Home baking has recently been given a big boost by the popularity of the award-winning BBC television program The Great British Bake-Off.
The show got off to a wobbly start in 2010 but within four years rose in the ratings like a successful soufflé. The final segment of season five, which appeared in October 2014, attracted more than 13 million viewers, making it one of the most-watched shows in the United Kingdom behind only the World Cup soccer match between England and Uruguay.
The program started appearing on American television screens in January, with a broadcast of the fifth season. Very curious, I watched and thought: “Hey, we needn’t feel left out. Just about anything they can bake can be made gluten free.”
A far cry from American reality food shows, The Great British Bake-Off is a televised competition that pits 12 amateur bakers against each other for top honors but no monetary prize. In their daily lives the contestants are construction engineers, housewives, furniture restorers, even a retired Merchant Navy radio operator.

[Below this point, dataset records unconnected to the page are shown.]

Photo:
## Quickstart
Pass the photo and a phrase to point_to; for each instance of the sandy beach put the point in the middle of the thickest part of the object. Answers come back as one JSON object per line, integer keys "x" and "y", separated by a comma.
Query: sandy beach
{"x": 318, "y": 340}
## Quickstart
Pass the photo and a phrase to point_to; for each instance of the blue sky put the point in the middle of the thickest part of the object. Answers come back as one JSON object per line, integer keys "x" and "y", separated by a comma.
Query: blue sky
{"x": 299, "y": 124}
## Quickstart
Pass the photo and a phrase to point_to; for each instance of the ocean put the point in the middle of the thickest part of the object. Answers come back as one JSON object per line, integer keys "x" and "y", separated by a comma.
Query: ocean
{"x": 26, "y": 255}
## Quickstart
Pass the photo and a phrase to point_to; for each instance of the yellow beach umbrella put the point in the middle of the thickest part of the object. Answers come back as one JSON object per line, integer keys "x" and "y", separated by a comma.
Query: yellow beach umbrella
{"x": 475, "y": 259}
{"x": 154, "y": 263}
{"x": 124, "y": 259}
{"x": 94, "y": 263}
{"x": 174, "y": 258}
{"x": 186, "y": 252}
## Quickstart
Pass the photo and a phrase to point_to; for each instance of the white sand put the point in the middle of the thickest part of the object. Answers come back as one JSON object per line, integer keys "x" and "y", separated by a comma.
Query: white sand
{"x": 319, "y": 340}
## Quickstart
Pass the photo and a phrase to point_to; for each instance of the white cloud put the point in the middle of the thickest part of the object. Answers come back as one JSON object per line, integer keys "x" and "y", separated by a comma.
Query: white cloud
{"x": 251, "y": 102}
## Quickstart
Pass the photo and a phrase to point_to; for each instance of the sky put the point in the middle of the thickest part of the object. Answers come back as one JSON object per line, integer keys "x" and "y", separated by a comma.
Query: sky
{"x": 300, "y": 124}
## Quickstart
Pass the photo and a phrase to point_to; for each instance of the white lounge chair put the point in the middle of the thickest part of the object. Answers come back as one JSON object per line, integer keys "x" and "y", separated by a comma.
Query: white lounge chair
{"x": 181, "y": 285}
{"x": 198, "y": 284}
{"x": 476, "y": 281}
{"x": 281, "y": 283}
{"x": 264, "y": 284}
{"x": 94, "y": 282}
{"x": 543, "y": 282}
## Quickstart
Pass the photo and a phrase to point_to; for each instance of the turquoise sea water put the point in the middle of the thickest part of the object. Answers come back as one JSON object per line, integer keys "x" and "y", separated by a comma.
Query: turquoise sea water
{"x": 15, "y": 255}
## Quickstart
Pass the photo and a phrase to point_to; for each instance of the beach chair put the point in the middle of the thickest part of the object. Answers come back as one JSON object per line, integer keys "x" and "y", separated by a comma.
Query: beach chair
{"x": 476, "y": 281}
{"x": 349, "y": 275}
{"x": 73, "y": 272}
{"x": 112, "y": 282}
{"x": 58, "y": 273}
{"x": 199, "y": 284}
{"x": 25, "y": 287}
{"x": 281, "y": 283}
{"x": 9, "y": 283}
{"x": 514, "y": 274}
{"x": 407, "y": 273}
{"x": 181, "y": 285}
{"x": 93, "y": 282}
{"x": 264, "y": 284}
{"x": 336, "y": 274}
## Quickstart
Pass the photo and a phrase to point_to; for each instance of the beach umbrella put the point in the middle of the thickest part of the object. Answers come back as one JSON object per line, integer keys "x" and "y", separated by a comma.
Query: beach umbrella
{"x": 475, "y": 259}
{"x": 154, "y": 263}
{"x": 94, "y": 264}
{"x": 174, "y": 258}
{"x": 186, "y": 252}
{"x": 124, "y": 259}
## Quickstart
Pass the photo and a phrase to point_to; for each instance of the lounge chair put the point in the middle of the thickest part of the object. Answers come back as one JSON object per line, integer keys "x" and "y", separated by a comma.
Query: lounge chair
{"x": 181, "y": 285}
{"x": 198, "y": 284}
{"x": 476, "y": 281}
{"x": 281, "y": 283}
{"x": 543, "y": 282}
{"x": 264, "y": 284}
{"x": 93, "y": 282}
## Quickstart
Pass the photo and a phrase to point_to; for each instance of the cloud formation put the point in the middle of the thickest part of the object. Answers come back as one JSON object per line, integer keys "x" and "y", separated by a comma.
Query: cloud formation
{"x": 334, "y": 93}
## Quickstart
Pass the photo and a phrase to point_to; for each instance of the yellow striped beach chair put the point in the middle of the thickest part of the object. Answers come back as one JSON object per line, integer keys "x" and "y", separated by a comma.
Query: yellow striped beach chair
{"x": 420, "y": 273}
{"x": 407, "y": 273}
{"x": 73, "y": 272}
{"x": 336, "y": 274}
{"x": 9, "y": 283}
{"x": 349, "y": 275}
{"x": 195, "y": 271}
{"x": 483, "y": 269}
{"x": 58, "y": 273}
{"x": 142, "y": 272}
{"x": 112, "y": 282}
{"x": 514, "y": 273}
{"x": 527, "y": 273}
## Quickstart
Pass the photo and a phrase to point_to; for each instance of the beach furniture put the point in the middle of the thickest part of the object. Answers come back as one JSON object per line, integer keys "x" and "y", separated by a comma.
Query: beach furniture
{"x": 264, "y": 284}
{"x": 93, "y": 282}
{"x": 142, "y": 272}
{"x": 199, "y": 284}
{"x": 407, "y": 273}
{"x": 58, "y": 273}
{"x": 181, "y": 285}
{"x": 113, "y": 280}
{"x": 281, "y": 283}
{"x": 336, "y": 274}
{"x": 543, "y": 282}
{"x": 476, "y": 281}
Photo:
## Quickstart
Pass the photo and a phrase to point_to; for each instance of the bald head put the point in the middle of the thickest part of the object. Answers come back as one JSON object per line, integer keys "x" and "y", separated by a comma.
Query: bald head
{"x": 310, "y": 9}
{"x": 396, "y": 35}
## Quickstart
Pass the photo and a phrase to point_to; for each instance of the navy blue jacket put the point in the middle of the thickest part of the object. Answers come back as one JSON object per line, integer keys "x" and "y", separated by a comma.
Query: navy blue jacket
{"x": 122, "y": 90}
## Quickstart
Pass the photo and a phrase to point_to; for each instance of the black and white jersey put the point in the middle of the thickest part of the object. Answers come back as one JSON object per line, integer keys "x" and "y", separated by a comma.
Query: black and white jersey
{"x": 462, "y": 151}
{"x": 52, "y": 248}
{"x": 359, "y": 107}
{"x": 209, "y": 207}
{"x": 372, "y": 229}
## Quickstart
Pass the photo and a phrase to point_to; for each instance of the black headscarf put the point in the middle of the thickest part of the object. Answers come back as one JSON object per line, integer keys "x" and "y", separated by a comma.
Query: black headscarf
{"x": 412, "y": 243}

Each week the entrant who gains the most points is acclaimed “Star Baker” and the unfortunate soul at the bottom of the heap gets banished. The judges are cookery writer Mary Berry and the somewhat testy professional baker Paul Hollywood.

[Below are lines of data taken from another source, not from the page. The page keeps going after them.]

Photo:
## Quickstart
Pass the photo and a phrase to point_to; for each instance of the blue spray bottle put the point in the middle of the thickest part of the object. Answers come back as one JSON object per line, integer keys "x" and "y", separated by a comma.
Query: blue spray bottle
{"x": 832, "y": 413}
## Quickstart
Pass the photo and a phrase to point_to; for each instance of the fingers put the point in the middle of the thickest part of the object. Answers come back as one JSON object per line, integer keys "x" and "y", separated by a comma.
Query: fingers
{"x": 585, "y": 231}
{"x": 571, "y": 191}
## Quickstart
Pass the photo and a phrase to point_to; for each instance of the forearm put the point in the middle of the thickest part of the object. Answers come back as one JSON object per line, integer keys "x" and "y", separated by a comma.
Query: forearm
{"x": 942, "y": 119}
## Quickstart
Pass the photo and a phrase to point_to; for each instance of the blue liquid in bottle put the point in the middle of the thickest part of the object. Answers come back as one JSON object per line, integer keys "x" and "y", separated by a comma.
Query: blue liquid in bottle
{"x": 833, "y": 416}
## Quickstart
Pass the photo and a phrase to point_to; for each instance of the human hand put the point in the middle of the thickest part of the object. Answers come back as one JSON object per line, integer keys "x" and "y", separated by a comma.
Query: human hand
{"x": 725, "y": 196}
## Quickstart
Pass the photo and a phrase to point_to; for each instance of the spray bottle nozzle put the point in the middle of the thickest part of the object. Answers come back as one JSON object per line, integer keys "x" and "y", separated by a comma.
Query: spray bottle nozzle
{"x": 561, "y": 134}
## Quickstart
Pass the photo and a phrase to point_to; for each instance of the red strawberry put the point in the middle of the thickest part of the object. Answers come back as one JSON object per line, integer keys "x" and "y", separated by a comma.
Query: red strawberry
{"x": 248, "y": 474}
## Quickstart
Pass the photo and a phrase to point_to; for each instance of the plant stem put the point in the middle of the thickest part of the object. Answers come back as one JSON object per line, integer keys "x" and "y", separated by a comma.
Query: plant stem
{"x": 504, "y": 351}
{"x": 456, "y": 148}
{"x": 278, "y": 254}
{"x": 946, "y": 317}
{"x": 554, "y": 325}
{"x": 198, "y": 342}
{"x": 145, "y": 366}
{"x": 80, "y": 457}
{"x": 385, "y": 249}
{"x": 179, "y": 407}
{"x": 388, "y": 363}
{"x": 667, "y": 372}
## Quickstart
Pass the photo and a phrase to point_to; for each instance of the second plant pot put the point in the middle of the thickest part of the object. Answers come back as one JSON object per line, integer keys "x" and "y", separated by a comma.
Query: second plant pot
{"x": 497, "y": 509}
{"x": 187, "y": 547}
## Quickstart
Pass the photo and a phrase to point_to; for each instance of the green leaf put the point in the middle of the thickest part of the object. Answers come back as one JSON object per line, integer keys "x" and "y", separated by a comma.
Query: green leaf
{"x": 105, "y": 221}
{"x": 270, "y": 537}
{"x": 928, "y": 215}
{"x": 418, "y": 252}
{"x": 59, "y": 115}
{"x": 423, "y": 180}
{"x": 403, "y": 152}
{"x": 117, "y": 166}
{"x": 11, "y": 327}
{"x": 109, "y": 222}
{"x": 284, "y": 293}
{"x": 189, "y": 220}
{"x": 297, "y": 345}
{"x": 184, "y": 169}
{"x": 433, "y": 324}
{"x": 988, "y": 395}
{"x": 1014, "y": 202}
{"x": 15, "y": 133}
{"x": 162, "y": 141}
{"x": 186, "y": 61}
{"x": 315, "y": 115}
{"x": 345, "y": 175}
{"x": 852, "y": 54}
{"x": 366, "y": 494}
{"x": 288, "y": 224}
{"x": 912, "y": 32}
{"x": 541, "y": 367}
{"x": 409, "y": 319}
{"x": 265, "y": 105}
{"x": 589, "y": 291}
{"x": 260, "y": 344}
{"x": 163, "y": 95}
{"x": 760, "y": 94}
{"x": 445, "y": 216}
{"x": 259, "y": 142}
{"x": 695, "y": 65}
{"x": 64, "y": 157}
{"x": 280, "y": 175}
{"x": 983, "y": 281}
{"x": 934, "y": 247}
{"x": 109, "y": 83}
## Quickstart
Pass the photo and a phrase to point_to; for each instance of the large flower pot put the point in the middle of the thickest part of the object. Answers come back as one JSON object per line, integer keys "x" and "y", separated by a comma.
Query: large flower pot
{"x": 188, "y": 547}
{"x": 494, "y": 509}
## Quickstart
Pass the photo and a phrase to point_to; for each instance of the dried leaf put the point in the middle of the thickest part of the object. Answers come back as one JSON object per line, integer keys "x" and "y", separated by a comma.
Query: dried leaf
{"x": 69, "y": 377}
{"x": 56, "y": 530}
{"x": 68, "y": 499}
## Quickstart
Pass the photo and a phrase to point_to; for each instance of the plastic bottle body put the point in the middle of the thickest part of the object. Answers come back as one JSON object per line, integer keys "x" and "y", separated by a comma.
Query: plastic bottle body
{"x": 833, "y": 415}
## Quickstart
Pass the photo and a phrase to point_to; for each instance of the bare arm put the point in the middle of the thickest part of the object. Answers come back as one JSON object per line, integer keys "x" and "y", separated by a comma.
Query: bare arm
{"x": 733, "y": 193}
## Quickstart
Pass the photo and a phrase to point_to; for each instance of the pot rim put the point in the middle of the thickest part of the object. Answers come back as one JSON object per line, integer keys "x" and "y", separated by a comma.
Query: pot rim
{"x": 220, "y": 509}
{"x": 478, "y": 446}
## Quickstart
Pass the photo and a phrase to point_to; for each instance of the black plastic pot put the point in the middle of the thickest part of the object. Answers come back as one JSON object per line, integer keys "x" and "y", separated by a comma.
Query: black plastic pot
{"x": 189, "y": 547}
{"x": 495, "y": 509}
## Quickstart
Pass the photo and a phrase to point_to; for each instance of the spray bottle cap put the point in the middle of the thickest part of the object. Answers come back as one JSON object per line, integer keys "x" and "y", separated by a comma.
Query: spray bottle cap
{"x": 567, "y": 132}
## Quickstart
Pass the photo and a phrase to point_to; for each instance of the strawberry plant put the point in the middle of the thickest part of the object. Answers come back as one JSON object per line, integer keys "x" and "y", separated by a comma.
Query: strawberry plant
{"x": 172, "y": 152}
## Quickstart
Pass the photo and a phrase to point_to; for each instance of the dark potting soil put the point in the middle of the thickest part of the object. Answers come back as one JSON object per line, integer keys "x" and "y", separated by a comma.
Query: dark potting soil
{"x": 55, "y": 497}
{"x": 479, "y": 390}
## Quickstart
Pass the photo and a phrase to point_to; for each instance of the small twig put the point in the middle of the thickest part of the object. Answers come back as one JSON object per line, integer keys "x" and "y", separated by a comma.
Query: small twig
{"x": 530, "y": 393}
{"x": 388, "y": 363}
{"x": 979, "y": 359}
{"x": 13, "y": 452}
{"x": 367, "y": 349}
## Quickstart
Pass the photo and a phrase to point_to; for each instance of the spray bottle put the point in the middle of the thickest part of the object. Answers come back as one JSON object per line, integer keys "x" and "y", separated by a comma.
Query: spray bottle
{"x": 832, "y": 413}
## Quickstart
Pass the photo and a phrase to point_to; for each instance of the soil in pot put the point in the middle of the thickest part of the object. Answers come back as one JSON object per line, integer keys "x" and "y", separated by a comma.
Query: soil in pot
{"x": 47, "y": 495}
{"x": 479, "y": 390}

In the first segment that I watched, the dozen nervous contestants were given three challenges:
- Present a classic Swiss Roll, aka a jelly roll, made the judges’ special way. The trick here was getting the sponge cake to be supple enough to roll up without cracking.

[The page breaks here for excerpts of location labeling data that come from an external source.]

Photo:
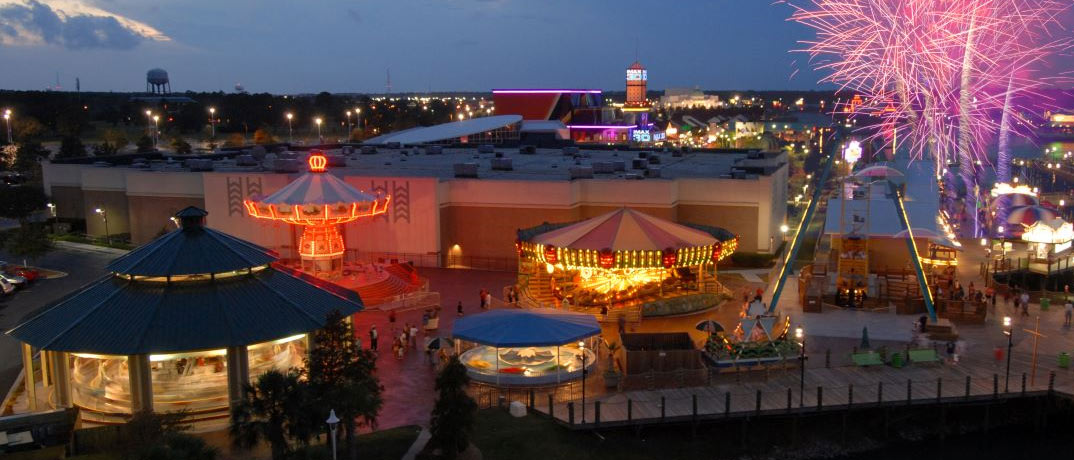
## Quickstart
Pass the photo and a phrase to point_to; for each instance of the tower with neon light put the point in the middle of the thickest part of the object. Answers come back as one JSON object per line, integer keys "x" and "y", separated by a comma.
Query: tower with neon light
{"x": 319, "y": 202}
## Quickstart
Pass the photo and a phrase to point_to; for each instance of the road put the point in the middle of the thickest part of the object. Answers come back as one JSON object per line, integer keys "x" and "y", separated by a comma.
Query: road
{"x": 82, "y": 267}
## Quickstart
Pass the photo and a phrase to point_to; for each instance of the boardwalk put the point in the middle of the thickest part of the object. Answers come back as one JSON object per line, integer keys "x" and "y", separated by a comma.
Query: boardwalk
{"x": 780, "y": 393}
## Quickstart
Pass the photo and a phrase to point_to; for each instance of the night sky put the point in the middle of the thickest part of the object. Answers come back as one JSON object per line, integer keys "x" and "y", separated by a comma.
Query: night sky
{"x": 438, "y": 45}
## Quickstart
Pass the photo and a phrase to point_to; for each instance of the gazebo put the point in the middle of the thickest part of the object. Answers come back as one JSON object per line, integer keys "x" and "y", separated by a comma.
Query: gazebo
{"x": 619, "y": 258}
{"x": 178, "y": 324}
{"x": 533, "y": 346}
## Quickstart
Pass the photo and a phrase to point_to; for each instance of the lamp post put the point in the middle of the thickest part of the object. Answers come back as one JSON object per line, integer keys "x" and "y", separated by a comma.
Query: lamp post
{"x": 290, "y": 139}
{"x": 104, "y": 216}
{"x": 1009, "y": 331}
{"x": 6, "y": 118}
{"x": 581, "y": 346}
{"x": 800, "y": 336}
{"x": 333, "y": 421}
{"x": 212, "y": 120}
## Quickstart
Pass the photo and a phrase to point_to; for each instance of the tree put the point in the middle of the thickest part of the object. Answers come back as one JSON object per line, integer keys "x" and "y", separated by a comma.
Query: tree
{"x": 180, "y": 145}
{"x": 344, "y": 378}
{"x": 263, "y": 137}
{"x": 144, "y": 144}
{"x": 235, "y": 140}
{"x": 71, "y": 147}
{"x": 453, "y": 414}
{"x": 275, "y": 408}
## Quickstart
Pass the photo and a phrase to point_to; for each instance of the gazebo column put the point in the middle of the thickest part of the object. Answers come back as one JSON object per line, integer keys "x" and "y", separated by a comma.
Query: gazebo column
{"x": 31, "y": 388}
{"x": 141, "y": 383}
{"x": 238, "y": 373}
{"x": 59, "y": 362}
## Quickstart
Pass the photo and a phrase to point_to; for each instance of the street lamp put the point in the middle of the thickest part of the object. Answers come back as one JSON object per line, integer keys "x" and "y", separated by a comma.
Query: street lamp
{"x": 1009, "y": 331}
{"x": 289, "y": 132}
{"x": 104, "y": 216}
{"x": 581, "y": 346}
{"x": 212, "y": 120}
{"x": 800, "y": 336}
{"x": 333, "y": 421}
{"x": 6, "y": 118}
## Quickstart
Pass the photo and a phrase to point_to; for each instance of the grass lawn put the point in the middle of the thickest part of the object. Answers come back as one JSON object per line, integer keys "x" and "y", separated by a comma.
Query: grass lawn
{"x": 534, "y": 437}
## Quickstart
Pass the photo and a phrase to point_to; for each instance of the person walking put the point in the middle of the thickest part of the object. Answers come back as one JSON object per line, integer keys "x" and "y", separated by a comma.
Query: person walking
{"x": 373, "y": 338}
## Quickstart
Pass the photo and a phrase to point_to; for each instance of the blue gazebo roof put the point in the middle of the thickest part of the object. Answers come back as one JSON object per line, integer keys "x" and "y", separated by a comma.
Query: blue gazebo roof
{"x": 519, "y": 328}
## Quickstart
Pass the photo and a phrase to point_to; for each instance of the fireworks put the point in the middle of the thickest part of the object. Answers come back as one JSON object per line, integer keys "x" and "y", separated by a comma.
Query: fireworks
{"x": 951, "y": 73}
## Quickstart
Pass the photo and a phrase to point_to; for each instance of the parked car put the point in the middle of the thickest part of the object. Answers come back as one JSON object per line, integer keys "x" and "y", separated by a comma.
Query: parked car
{"x": 15, "y": 281}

- Meet a technical challenge by using the judges’ bare-bones recipe for a traditional cherry cake. The keys to success were knowing how to prevent all the cherries from sinking to the bottom and filling in missing instructions.
- Produce 50 miniature versions of a classic British dessert that looked appetizing, tasted good and were absolutely identical to the larger original. Only one entrant cleared this hurdle successfully.
The producers of the show must be onto something. Licensed spin-offs are now being created and aired in Australia, Belgium, Denmark, Finland, France, Germany, Ireland, Italy, Netherlands, Norway, Poland, Sweden, Turkey and Ukraine.
But so far nobody has thought of presenting the show in a gluten-free format. Just for the record, you read it here first.
To meet the self-imposed challenge, I set to work and baked gluten-free versions of a Cherry Ring Cake, a Hazelnut & Honey Swiss Roll and a batch of miniature Bakewell Tarts.
They are all perfect for a British-style afternoon tea, but of course you can serve these elegant desserts anytime you like. And a butler is strictly optional.